首頁 怒劍狂花

第二章 最窮的殺手

浪子三唱,不唱悲歌。

紅塵間,悲傷事,己太多。

浪子為君歌一曲,勸君切莫把淚流,人間若有不平時,縱酒揮刀斬人頭。

一間破廟,一個人。

一把長劍,一隻銅壺,一壺濁酒。

一堆火。

任飄伶以長劍吊銅壺在火上煮酒,破廟裏有寒風呼嘯而過,任飄伶臉上的表情比寒風更冷,冷如劍鋒的光芒。

正月十五,晨。

雪雖已停了,寒意卻更甚。

這壺酒已是最後一壺酒,喝完了,今天就得斷糧。

任飄伶盯著銅壺,苦笑的搖搖頭,最近半個月來,他幾乎比乞丐還要窮。

窮得三餐都以白菜熱麵為食,喝的酒也是最劣品的酒,今天卻更慘了,他連吃碗白菜熱湯的錢都沒有。

如果再不接筆生意的話,恐怕就會淪為強盜了。

不管是好酒、壞酒,喝到肚子裏的效果都是一樣的,都會令人醉。

一壺酒已被喝掉一大半,任飄伶才覺得身體稍微暖了些,人也覺得輕飄飄的。

就在他又準備喝一口酒時。
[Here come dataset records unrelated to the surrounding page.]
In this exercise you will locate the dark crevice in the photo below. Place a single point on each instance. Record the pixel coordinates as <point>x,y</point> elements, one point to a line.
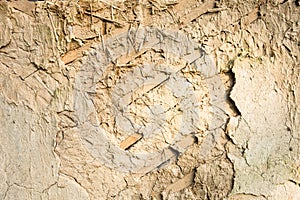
<point>229,100</point>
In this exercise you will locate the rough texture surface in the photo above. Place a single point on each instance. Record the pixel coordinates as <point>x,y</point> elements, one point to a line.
<point>156,99</point>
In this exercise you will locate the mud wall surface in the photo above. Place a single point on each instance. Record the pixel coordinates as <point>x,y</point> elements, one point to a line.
<point>149,99</point>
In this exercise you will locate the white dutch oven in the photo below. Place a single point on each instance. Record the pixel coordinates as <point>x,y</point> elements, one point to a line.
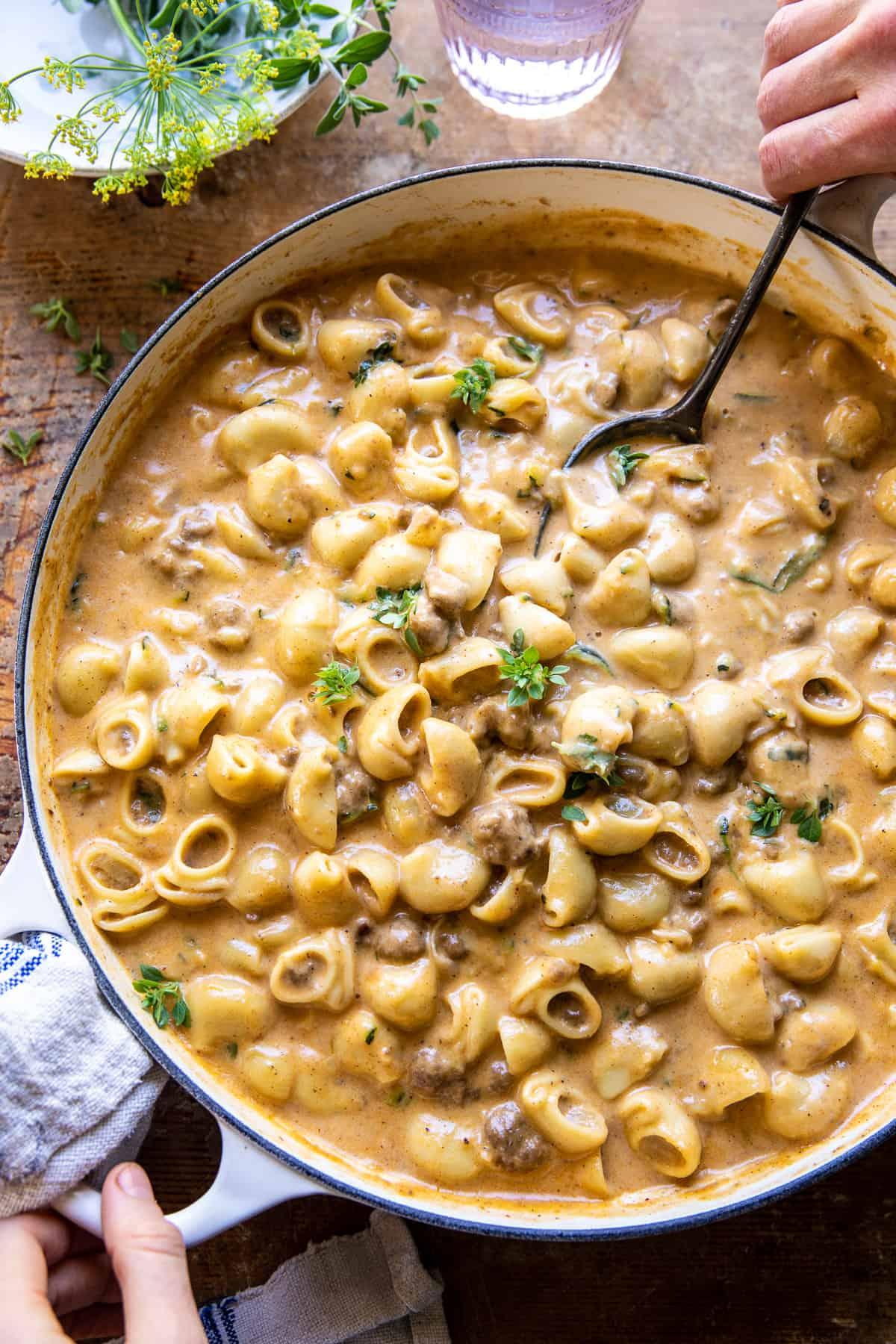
<point>697,222</point>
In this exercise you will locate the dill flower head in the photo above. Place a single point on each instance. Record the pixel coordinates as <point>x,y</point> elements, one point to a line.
<point>181,97</point>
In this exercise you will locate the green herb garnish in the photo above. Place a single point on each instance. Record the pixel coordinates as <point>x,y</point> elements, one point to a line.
<point>395,608</point>
<point>168,285</point>
<point>528,349</point>
<point>336,682</point>
<point>766,813</point>
<point>474,383</point>
<point>94,361</point>
<point>591,761</point>
<point>809,819</point>
<point>583,653</point>
<point>347,818</point>
<point>531,678</point>
<point>793,569</point>
<point>191,84</point>
<point>623,464</point>
<point>19,447</point>
<point>378,355</point>
<point>57,311</point>
<point>74,591</point>
<point>156,992</point>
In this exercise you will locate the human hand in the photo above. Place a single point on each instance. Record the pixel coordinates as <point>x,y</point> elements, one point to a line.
<point>828,93</point>
<point>60,1284</point>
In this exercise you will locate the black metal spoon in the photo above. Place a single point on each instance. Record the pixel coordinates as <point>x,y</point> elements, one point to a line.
<point>684,420</point>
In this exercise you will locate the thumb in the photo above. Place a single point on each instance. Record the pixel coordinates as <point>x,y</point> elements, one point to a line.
<point>149,1261</point>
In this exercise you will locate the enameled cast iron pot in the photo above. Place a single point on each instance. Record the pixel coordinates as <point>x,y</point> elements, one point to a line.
<point>687,220</point>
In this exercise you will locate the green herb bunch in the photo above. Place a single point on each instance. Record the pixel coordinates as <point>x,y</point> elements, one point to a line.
<point>529,676</point>
<point>156,994</point>
<point>195,81</point>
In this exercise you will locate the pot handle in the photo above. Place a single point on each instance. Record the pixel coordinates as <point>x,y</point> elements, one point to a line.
<point>850,208</point>
<point>249,1180</point>
<point>27,900</point>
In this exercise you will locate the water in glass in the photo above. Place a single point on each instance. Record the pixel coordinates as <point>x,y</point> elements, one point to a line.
<point>535,58</point>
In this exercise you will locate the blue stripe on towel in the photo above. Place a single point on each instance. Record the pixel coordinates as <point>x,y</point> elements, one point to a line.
<point>215,1315</point>
<point>20,957</point>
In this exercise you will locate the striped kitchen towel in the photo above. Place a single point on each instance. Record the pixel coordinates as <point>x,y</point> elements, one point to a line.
<point>75,1097</point>
<point>75,1089</point>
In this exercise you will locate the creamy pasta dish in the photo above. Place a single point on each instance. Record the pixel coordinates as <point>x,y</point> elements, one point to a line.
<point>556,877</point>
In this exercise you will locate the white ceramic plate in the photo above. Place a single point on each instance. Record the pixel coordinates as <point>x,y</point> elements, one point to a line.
<point>38,28</point>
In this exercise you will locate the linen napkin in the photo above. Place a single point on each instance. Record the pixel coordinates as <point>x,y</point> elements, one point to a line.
<point>370,1289</point>
<point>75,1089</point>
<point>75,1097</point>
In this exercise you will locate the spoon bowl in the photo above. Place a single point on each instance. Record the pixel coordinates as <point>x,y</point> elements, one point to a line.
<point>684,420</point>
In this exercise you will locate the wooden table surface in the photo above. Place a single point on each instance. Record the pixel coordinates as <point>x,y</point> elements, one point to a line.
<point>815,1268</point>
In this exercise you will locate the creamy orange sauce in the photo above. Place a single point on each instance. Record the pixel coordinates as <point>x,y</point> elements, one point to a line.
<point>615,977</point>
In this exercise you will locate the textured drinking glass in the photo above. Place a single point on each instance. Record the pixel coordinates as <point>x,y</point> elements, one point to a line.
<point>535,58</point>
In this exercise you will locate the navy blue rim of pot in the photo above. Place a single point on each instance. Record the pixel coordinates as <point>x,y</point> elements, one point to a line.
<point>122,1008</point>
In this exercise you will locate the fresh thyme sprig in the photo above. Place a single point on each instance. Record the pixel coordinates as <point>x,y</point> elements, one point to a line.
<point>474,383</point>
<point>19,447</point>
<point>395,608</point>
<point>195,80</point>
<point>528,349</point>
<point>378,355</point>
<point>96,361</point>
<point>336,683</point>
<point>156,992</point>
<point>622,464</point>
<point>57,311</point>
<point>531,678</point>
<point>591,762</point>
<point>809,819</point>
<point>766,812</point>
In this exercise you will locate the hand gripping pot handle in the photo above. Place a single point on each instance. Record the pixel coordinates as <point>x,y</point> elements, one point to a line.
<point>850,208</point>
<point>247,1180</point>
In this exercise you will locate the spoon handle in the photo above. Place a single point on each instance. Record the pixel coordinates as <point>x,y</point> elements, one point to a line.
<point>692,408</point>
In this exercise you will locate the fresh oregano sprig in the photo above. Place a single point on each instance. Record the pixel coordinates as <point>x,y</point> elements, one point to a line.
<point>531,678</point>
<point>474,383</point>
<point>58,311</point>
<point>156,992</point>
<point>336,683</point>
<point>19,447</point>
<point>395,608</point>
<point>195,80</point>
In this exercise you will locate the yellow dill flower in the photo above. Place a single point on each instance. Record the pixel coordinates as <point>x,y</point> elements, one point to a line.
<point>10,109</point>
<point>77,132</point>
<point>47,164</point>
<point>211,77</point>
<point>60,74</point>
<point>119,184</point>
<point>161,60</point>
<point>108,111</point>
<point>267,15</point>
<point>301,45</point>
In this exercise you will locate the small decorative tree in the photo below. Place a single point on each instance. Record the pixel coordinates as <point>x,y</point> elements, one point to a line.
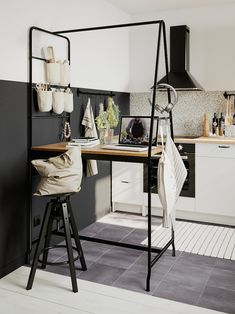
<point>107,120</point>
地上忽然多出了一條人影,任飄伶眼尾瞄向門口。

一個身穿華麗輕便服的中年人,麵帶笑容的看著任飄伶。

“任先生?”中年人的聲音也有笑意。“任大俠?”

仰口一喝,酒從嘴角溢出,任飄伶用衣袖抹了抹嘴,然後滿足的靠在牆壁,閉目養神,就仿佛門口沒有站著人,也沒有聽見有人在叫他。

這個站在門口的中年人居然還在笑,還在問。

“任大俠?”

任飄伶仿佛已睡著了。

中年人居然還能笑,而且笑的更愉快,他伸手掏出了兩張銀票,輕步的走近任飄伶,輕輕地將銀票放在任飄伶的大腿上。

大概是窮人對於錢財都比較敏感些,中年人將銀票放好時,任飄伶就微微的張開眼,看了看大腿上的銀票。